Mentre aspettavo Emma, nonostante non fosse obbligatoria o gratuita e la mia età mi consentisse esami meno invasivi, ho deciso di sottopormi ad amniocentesi. La mia situazione familiare era perfetta, stabile, serena. La nostra era una bimba (anche se ancora non sapevamo che fosse una femmina) desiderata e cercata e tutto era nella perfetta normalità di una coppia che si accinge ad accogliere un bambino. Ma io ho voluto fare l’amniocentesi, consapevole del fatto che avesse dei rischi. Perché? Perché volevo sapere. Volevo sapere tutto di quell’esserino che cresceva dentro di me. Volevo sapere se stava bene, volevo sapere di che sesso fosse, volevo essere sicura che fosse tutto a posto.

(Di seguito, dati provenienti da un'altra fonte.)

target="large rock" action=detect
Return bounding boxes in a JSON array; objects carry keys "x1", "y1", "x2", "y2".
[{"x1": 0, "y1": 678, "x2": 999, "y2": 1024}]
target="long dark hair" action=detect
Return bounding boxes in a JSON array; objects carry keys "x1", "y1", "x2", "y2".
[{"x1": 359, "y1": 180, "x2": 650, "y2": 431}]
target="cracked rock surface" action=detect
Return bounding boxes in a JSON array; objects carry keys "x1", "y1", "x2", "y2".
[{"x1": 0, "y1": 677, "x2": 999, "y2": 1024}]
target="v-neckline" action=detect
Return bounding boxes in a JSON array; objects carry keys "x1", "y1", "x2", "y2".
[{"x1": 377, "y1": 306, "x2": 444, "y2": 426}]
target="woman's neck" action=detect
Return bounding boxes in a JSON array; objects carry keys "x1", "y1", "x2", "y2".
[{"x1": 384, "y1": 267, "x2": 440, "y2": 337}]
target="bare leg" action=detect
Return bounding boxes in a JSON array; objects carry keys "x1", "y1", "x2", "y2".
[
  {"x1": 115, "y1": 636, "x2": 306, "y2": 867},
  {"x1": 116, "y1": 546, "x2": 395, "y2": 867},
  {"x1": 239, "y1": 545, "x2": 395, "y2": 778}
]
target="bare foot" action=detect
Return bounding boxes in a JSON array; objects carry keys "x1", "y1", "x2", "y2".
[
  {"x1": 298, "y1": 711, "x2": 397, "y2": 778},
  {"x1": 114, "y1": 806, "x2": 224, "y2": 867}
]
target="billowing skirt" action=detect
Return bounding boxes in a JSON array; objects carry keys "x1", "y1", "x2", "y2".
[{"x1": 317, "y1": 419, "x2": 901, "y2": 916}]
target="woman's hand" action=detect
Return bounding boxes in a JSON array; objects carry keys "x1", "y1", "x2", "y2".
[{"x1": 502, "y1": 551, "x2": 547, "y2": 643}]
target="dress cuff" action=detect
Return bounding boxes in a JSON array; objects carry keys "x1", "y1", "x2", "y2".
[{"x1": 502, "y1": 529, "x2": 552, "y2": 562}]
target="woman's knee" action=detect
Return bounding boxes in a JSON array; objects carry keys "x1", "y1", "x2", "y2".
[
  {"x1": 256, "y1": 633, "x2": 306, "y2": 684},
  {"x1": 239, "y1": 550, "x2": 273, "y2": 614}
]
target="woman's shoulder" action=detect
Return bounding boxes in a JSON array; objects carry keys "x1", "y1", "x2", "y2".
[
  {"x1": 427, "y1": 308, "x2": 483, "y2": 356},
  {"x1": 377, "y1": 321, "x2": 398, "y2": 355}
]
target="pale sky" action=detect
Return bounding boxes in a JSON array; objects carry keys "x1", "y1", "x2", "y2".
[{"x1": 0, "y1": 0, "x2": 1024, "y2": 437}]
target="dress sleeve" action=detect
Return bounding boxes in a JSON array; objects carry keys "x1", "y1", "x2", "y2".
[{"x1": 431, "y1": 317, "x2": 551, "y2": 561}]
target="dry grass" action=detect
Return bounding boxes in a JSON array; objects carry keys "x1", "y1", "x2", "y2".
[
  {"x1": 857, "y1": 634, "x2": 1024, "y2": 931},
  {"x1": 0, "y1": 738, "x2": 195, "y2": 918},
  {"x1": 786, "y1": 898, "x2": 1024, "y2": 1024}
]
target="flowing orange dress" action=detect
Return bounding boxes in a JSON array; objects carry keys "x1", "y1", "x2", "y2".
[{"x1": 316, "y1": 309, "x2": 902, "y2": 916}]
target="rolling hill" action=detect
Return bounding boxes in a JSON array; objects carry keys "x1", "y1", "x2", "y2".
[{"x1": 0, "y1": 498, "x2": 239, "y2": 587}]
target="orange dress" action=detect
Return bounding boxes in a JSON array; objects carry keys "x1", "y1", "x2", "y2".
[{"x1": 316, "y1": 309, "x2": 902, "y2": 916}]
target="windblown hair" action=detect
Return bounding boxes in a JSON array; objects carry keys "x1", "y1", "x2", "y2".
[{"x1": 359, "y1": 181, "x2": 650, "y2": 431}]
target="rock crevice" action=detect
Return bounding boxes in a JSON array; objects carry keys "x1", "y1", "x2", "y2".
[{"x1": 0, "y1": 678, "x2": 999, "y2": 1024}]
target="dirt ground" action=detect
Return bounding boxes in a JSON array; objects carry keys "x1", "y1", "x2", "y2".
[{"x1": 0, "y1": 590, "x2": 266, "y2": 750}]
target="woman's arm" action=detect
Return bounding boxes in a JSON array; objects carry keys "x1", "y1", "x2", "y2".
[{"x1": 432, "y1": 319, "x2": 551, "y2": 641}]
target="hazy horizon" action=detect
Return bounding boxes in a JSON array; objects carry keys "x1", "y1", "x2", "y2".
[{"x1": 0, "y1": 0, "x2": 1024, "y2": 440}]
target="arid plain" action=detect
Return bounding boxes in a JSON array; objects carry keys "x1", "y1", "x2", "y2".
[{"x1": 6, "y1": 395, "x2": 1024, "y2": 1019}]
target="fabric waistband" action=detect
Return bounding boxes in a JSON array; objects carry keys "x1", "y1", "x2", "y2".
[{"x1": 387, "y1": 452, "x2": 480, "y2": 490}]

Oggi, con il senno di poi e ringraziando non so quale fortuna che mi ha messa al riparo da decisioni che mai mi vorrei trovare a dover prendere, non so dire cosa avrei deciso di fare se avessi scoperto che Emma aveva dei problemi, magari gravi. Sarebbe troppo facile dire “avrei abortito”, perché conoscendomi (ma mi conosco poi davvero così a fondo?) non sarei stata capace di accettare un figlio o una figlia complicati, di cui avrei dovuto condividere il dolore quotidiano, le enormi difficoltà. Non lo so. Mentirei se dicessi di avere certezza su ciò che avrei fatto.

Ma in quel momento, la sola idea di avere la possibilità di scegliere, mi è sembrata la cosa più ovvia, più giusta e più rassicurante del mondo. Perché non siamo tutti super eroi. E fare la mamma (e il papà) è difficile ogni giorno con un bimbo sano e felice. Non so se io sarei stata capace di essere una brava mamma per un altro tipo di figlio. E attenzione, conosco moltissime persone che lo sono. Le ammiro, le rispetto profondamente e mi sembrano veramente delle creature speciali e magiche. Loro e i loro figli. Soltanto non sono sicura che ne sarei capace io. Che lo vorrei.

E mi sembra pazzesco che oggi, 23 marzo 2017, siamo ancora a parlare di questo.